The unnamed captain collapsed and was taken to hospital after the verdict.
Homosexuality is not a crime for civilians, but the South Korea's military law bans homosexual activity by army personnel.
Human rights groups have accused the armed forces of conducting a "witch hunt" to root out homosexuality.
The captain was convicted on Wednesday of violating the Military Criminal Act which states that a soldier engaging in sodomy or "other disgraceful conduct" can be put in jail for up to two years.

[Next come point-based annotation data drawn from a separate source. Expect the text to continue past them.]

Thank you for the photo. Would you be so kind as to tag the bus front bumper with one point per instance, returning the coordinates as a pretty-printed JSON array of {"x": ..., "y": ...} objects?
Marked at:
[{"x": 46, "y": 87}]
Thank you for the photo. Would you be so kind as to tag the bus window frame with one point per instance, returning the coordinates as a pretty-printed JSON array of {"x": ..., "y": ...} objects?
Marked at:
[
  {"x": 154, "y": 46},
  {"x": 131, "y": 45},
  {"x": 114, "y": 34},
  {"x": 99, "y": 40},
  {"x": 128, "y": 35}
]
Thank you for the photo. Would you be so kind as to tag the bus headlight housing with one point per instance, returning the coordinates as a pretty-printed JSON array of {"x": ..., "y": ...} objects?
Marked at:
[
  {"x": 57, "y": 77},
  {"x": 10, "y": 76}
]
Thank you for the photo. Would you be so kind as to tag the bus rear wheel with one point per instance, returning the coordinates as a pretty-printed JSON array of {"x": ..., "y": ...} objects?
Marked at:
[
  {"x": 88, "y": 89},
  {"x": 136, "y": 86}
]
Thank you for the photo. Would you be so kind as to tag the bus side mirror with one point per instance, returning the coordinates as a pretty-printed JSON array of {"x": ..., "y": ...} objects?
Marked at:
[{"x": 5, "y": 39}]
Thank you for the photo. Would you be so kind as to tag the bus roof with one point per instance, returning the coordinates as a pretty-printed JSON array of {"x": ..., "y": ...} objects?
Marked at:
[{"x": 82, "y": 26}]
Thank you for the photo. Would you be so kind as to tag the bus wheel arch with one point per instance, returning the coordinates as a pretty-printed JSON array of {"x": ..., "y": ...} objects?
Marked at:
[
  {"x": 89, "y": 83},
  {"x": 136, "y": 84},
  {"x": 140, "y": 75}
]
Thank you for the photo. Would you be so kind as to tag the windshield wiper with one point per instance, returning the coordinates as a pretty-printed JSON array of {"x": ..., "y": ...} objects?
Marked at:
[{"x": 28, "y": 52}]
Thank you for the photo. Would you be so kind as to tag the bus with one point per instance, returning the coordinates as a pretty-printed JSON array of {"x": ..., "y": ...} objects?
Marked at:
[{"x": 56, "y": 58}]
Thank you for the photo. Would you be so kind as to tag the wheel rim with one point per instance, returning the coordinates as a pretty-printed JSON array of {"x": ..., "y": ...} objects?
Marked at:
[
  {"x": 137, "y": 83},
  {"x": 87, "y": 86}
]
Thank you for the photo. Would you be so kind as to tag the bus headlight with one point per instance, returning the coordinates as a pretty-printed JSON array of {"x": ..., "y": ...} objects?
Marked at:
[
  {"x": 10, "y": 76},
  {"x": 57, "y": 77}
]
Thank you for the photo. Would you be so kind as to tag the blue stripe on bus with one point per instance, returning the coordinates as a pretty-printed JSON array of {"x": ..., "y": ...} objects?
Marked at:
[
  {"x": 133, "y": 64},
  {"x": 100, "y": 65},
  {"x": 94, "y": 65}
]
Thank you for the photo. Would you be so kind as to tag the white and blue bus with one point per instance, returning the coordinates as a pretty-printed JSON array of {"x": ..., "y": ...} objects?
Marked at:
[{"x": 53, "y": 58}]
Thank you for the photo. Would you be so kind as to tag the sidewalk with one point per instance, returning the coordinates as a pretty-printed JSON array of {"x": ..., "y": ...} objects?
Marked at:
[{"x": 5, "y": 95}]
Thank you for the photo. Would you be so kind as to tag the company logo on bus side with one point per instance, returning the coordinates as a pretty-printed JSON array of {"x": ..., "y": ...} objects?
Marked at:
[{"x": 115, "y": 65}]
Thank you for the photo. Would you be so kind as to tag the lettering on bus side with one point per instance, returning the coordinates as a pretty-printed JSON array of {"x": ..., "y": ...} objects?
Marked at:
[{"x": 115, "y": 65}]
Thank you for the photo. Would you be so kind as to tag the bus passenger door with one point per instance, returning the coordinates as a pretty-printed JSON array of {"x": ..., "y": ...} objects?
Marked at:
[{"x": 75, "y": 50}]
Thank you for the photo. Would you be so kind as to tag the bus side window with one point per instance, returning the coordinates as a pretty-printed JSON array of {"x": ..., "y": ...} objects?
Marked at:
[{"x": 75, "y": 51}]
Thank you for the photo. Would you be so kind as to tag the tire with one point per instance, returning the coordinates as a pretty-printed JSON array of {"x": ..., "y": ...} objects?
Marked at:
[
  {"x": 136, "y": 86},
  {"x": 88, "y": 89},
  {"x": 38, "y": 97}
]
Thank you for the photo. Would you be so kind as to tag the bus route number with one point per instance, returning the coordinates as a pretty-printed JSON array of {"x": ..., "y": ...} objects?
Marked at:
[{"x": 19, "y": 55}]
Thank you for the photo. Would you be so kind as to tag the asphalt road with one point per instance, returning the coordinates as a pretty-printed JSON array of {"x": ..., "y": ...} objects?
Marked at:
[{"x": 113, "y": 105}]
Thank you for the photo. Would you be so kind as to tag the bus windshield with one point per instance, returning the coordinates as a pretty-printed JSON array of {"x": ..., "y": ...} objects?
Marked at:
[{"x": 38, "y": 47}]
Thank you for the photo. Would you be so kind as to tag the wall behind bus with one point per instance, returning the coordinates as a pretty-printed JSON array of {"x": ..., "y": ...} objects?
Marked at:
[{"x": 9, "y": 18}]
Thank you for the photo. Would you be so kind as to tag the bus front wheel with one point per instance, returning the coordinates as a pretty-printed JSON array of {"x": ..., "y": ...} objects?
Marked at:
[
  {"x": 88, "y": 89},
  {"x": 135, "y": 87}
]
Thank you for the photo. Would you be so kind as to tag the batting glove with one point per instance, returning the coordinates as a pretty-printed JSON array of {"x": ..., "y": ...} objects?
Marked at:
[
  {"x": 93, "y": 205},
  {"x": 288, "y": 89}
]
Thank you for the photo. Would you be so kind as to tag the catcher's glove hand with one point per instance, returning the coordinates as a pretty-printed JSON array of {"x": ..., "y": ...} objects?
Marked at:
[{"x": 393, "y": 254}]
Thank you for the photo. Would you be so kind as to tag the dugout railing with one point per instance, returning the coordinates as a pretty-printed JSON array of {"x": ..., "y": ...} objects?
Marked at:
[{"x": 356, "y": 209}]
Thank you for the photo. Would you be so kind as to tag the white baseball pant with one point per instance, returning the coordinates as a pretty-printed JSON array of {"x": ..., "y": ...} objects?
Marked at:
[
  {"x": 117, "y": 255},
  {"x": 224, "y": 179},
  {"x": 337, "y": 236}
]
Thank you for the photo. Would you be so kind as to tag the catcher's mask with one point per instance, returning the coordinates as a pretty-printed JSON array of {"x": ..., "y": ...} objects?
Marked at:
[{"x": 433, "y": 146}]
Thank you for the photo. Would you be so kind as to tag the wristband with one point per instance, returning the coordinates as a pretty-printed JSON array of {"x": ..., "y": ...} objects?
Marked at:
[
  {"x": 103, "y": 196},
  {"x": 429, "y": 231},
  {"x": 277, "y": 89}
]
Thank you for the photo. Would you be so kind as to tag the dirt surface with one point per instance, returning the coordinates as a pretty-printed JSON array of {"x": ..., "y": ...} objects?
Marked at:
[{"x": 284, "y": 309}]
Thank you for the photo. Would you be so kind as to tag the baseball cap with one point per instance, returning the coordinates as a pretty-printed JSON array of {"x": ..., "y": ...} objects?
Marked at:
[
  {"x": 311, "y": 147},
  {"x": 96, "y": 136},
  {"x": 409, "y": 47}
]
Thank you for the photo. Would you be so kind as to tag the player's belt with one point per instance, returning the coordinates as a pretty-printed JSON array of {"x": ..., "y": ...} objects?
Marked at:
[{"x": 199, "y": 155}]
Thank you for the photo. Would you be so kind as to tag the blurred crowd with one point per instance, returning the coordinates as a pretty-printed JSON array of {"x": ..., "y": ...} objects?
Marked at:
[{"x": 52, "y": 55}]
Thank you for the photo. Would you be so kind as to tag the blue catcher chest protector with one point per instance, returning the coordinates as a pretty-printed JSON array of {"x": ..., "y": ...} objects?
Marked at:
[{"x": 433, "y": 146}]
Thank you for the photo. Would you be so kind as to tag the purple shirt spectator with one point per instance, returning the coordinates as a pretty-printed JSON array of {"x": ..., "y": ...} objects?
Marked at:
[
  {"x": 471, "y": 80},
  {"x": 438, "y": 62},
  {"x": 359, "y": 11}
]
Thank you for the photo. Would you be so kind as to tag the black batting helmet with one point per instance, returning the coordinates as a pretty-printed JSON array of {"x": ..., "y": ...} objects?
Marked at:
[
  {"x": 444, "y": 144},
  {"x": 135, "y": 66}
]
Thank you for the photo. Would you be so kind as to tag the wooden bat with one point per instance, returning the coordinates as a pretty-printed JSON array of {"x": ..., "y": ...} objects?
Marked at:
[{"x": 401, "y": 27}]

His sentence was suspended for one year, and he will dishonourably discharged, the court said Wednesday.
In April, the Centre for Military Human Rights Korea claimed that the Army Chief of Staff Gen Jang Jun-gyu had asked for homosexuals within the armed forces to be tracked down.
The military had then carried out an investigation and and some 40-50 soldiers were put on a list, the group said.
The army has denied these allegations.
"This unjust conviction should be immediately overturned," said Roseann Rife, East Asia research director at Amnesty International in a statement.
"No one should be persecuted based on their sexual orientation, activity or gender identity alone. What counts is their service not their sexuality."